1. Lower Interest Rates:

The obvious advantage of an adjustable-rate mortgage is that they carry lower interest rates during the fixed period of the loan. At the time of writing, the lowest rate advertised on a major mortgage site for a 5/1 ARM was about 3.2% compared to a rate of 3.9% for a 30-year fixed loan.

While the difference amounts to a mere 0.70 percentage points, it can make a big difference in your payment. The 30-year fixed mortgage carries a monthly payment of $943 per month, while the ARM carries a payment of about $865.

The smart thing to do might be to take out a 5/1 ARM but make monthly payments as if it were a 30-year fixed mortgage. By the end of the 5-year fixed period, the borrower will have made a much larger dent in their balance than the borrower who uses a 30-year fixed mortgage.

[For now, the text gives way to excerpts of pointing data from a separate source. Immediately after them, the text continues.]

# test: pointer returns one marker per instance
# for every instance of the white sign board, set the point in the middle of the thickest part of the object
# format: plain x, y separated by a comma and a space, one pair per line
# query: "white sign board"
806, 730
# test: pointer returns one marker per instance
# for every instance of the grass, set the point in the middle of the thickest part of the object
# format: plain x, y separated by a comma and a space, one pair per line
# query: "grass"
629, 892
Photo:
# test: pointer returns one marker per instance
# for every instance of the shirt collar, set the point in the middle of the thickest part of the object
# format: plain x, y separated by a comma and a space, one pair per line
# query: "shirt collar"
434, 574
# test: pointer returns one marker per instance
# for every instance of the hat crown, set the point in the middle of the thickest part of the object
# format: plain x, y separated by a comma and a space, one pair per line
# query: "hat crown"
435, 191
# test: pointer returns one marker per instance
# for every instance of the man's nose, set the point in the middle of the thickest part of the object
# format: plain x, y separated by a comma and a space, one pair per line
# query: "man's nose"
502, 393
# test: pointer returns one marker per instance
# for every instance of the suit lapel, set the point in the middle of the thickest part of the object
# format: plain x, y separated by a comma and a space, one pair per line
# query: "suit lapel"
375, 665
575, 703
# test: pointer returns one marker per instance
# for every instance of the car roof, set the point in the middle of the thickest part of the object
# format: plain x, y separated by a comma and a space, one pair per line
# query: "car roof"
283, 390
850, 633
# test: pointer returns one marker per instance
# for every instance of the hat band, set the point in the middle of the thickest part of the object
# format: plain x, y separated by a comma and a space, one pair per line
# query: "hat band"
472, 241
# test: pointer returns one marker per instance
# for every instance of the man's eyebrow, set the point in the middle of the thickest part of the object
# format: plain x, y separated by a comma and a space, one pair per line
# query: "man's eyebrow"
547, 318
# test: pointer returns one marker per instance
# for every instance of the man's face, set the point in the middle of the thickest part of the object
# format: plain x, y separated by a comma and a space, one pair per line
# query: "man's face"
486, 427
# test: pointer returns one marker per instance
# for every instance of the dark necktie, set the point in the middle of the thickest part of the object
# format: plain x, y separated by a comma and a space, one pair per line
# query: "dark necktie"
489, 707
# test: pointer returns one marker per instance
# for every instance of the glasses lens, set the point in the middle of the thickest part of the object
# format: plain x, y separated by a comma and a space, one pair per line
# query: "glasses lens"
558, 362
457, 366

2. Rates may actually go down:

After roughly 40 years of broadly declining interest rates, it’s only natural to worry that rates might start creeping higher. And that just might happen. Predicting where interest rates will go from here is impossible, and I won’t pretend to have a crystal ball. But what I do know is that at any point in time, 5-year loans have almost always been less expensive than 30-year loans. That’s an edge you can count on.

3. Time is on your side: 

If you don’t plan to live in a home for 30 years, why borrow for 30 years to buy it? Borrowing on a 30-year term to finance a home you plan to live in for just five or 10 years is a losing proposition. You’ll pay thousands of dollars more in interest, and own less of your home when you sell it. Doing the math and running through different scenarios will reveal the best loan for you.